Spain, a member of the European Community since 1986 and now also guardpost of the Schengen area, must today cope with the challenge of immigration. Traditionally Spain sent large numbers of migrants abroad, but in the last 20 years it has attracted an increasing flow of immigrants. Today, almost a million foreigners live in Spain.
Francisco Zamora Lopez analyses the nature of this immigration and outlines the future prospects. He distinguishes the old European migrants from the young migrants from the rest of the world, stressing the sudden upturn in immigrants from Africa.
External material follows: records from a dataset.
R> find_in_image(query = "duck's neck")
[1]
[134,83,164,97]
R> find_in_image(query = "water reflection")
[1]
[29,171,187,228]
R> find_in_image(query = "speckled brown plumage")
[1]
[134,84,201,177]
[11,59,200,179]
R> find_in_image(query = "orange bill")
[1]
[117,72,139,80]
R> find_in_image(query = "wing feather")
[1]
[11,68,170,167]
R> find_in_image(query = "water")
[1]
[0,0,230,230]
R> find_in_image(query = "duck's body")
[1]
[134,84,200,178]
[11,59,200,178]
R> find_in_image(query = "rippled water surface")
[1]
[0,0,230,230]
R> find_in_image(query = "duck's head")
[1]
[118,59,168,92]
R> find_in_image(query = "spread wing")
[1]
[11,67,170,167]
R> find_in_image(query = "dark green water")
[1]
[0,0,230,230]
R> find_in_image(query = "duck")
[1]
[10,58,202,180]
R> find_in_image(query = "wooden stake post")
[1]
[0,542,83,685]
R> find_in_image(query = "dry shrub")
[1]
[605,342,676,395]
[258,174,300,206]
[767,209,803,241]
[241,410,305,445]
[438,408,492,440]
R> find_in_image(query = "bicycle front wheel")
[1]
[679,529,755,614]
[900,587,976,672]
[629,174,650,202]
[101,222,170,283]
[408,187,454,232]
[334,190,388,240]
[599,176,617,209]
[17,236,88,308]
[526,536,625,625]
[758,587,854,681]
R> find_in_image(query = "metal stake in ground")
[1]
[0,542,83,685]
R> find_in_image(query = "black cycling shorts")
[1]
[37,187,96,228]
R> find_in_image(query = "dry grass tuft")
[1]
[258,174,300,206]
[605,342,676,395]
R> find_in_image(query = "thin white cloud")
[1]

The foreigners' destinations vary according to nationality, age and sex, but there is an underlying pattern of sending countries: from the other European countries come retired people, the "farniente" immigrants whose numbers are likely to remain stable; other countries send temporary workers, also likely to maintain a steady flow; while young people come from poor countries, wishing to work and to stay, and their share of the Spanish total is likely to increase.
Turning to the future, the author looks at several factors affecting migration flows: geographical origin, cultural similarity, level of economic development, migration policies, state of the world economy, etc.
Faced with these flows, the Spanish authorities are vigilant but this does not stop them from punishing the exploitation of migrants or ensuring that their human rights are respected, while also preparing Spanish society to accept new and different groups to live in the country.